Alex headshot

AlBlue’s Blog

Macs, Modularity and More

Using EMF for OSGi service creation

2010 Eclipse

I have never really understood the benefits of model-driven development, and although I have looked at EMF and friends (briefly) in the past, I've never really found it useful. Like other styles of programming, model-driven development is useful for solving certain types of needs; but you can get away without it quite easily. The same can also be said of dependency injection, modularisation, test-driven development and so forth; each of those provide advantages which aren't immediately apparent to the novice user.

So I figured I'd give EMF another spin to see if I could use EMF for OSGi service creation.

Models, diagrams, genmodels - oh my!

The first hurdle to cross is understanding the different kinds of files in an EMF project, and to reason why they're all needed.

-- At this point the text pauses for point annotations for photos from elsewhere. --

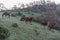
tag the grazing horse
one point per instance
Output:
(26, 19)
(6, 14)
(51, 25)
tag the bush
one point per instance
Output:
(14, 25)
(14, 15)
(4, 33)
(19, 14)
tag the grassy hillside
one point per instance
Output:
(26, 31)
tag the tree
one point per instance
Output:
(14, 7)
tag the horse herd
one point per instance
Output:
(30, 19)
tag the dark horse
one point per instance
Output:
(26, 19)
(6, 14)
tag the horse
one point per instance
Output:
(6, 14)
(26, 19)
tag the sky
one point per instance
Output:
(9, 3)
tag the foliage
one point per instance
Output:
(4, 33)
(14, 25)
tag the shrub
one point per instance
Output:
(14, 25)
(14, 15)
(19, 14)
(4, 33)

  • ecore - stores the model representation itself
  • ecorediag - used if you want to create a graphical representation of the models (far easier than the point-and-click editor)
  • genmodel - configuration for determining how the ECore file is translated into Java source code

Why do you need so many individual files for representing and generating the models? Well, one argument is that they're each specifically suited to one type of job; the ECore could be used to drive other types of code generation (into C++, say) and the diagram makes it easier to see what's happening (but not strictly necessary). The GenModel contains configuration options that are used by the generation process to customise the output.

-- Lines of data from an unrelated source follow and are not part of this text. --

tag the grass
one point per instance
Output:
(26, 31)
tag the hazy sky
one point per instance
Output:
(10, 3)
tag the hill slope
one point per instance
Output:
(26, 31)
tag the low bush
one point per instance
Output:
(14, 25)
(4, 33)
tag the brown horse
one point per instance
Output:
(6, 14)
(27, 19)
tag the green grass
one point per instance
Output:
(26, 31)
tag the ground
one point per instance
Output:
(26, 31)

This won't be a full tutorial on EMF; for that, have a look at Lars Vogel's excellent tutorials on EMF and others.

Out of the box, EMF generates classes that use a separate interface and implementation classes. That's good, but it uses a few oddities which may not be to everyone's tastes.

  • The interface extends EObject
  • The implementation class is called ...Impl
  • The implementation class is put in the impl package

None of these are show-stoppers, but they are different from the standard Eclipse mechanisms of using an I prefix for interfaces, and using an unadorned name for the class.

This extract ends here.